Part of the Deep Dive: AI Webinar Series
Openness in AI is necessarily a multidimensional and therefore graded notion. We present work on tracking openness, transparency and accountability in current instruction-tuned large language models. Our aim is to provide evidence-based judgements of openness for over ten specific features, from source code to training data to model weights and from licensing to scientific documentation and API access. The features are grouped in three broad areas (availability, documentation, and access methods). The openness judgements can be used individually by potential users to make informed decisions for or against deployment of a particular architecture or model.

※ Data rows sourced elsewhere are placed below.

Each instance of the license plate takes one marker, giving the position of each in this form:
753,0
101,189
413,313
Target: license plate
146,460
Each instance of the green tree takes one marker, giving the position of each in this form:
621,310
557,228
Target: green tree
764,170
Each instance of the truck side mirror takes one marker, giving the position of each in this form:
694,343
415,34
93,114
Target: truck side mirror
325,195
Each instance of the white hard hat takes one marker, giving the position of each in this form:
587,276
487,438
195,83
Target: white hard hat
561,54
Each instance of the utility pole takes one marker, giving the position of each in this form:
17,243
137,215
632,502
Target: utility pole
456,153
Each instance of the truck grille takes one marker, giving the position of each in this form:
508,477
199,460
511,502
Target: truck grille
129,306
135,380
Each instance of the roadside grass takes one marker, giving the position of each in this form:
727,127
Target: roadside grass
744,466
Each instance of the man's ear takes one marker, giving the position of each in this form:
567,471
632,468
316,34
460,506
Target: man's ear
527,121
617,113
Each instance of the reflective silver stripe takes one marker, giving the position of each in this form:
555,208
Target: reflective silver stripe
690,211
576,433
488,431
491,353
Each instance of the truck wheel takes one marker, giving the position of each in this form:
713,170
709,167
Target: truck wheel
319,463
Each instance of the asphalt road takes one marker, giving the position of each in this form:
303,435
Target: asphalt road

They can also be used cumulatively to derive overall openness scores (tracked at https://opening-up-chatgpt.github.io). This approach allows us to efficiently point out questionable uses of the term “open source” (for instance, Meta’s Llama2 emerges as the least open of all ‘open’ models) and to incentivise developers to consider openness and transparency throughout the model development and deployment cycle (for instance, the BLOOMZ model stands out as a paragon of openness). While our focus is on LLM+RLHF architectures, the overall approach of decomposing openness into its most relevant constituent features is of general relevance to the question of how to define “open” in the context of AI and machine learning. As scientists working in the spirit of open research, the framework and source code underlying our openness judgements and live tracker is itself open source.
In this webinar hosted by the Open Source Initiative as a part of the “Deep Dive: Defining Open Source AI” series, Andreas Liesenfeld and Mark Dingemanse with the Center for Language Studies at Radboud University in the Netherlands discuss the “Opening Up Chat GPT” project, which aims to evaluate the openness of large language models and text generators. The project addresses the need for open source AI technology in European academia and introduces a methodology to assess the openness of these systems. The evaluation focuses on various dimensions of openness, including the availability of source code, documentation, user access, pre-training datasets, model weights, licenses, and more. Using a comparative analysis of two systems, the BLOOMZ model and Meta’s Llama2, the presentation illustrates how this evidence-based approach can differentiate between genuinely open systems and those with limited openness. The project also highlights emerging challenges in the field, such as the use of synthetic data and the need for transparency in multi-step training pipelines.